The phrase “use it or lose it” is very
relevant to ISAs. As of April 6th 2015 you have 366 days to
save up to £15,240 in your ISA. Even though 2016 is a leap year, giving
you an extra day to achieve this, it is recommended to get off the starting
blocks quickly. Let's cover the basics first.
What Is An ISA?
ISA stands for Individual Savings
Account. In very simple terms, you pay into an ISA out of your post-tax
income. You can either keep this money as cash or use it to buy
investments. You should know that there is a government-defined list of
ISA-approved investments and you have to choose from these. Having said
that, the list is pretty extensive, so you have a good chance of finding something
to suit you. If you keep it as cash then the interest you earn is
tax-free. Generally speaking income earned from investments is also
tax-free, but there are some exceptions.
How Does An ISA Work?
You pay into an ISA in the same way as you
pay into any other bank account. As previously mentioned the amount you
can deposit in any one year is capped. It is important to understand that
this cap relates to the amount deposited rather than the amount in the account
at the end of the tax year. In other words, if you withdraw money, you
cannot just put it back later. Otherwise ISAs work much the same way as a
standard savings account or as an investment-funding account. You can
even use the same ISA for both purposes, dividing your money as you see fit.

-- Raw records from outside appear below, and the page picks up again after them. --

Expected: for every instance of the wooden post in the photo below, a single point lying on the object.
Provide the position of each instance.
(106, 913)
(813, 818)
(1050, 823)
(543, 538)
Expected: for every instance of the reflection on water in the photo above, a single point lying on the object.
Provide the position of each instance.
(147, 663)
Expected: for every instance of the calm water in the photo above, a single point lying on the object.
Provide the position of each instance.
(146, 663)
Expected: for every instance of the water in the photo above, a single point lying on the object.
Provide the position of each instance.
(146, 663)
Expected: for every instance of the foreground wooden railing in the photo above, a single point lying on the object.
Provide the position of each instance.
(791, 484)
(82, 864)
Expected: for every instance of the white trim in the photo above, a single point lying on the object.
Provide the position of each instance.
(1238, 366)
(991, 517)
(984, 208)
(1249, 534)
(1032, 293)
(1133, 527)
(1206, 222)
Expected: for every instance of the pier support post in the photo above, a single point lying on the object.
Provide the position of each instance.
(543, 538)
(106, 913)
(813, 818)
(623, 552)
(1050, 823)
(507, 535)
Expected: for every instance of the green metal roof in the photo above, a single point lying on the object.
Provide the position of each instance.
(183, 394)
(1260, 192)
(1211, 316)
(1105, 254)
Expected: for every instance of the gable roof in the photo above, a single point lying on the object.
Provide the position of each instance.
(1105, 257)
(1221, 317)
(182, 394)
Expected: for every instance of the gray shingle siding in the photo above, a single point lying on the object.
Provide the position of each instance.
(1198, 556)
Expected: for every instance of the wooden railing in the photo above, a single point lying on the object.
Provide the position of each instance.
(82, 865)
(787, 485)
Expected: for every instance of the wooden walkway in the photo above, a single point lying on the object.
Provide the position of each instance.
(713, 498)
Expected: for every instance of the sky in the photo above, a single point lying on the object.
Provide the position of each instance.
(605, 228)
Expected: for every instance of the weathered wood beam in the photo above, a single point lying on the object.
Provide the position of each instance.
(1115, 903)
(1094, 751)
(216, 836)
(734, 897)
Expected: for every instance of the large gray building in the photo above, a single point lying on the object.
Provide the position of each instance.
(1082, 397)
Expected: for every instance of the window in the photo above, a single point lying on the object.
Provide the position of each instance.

Do I Have to Pay into An ISA in
One Go?
No, you can save over the course of the year
if you want to. Alternatively you can pay in a lump sum if that suits you
better.
What's The Difference Between
ISAs And NISAs?
Last year ISAs were given a revamp. In
short the limits were increased and they were made more flexible. For a
while these new-format ISAs were referred to as NISAs. Sometimes they
still are, but the term ISA is also in common use. There is a limit to
how long something can really be considered new.
How Do I Save into A NISA/ISA?
The short answer is however it suits you
best. If you have a regular income, you can set up a standing order to
ensure that your ISA is topped up when you get paid. If your income
fluctuates you can deposit money throughout the year as you have it
spare. Alternatively you could save into a regular savings account
throughout the year and transfer a lump sum at the end of the tax year.
That way you can take out and replace money without any penalties.
How can I make the most of my
NISA/ISA?
Quite simply the more you put in, the more
you can potentially get out. In other words, if you possibly can, use
your whole ISA allowance.
If you were unable to max out your ISA last
year, now may be a good time to reflect on why that was. If you simply didn't
have the money, then that is fair enough. Is there anything you could do
to make your income go a little further this year? Maybe now would be a
good time to review the family finances and run a keen eye over your household
budget. If you did have the money but did not put it into an ISA, what
specifically stopped you? Did you just forget? If so a standing
order may be the answer. Alternatively you could set a reminder on your
phone or calendar to double-check if you should be making a deposit.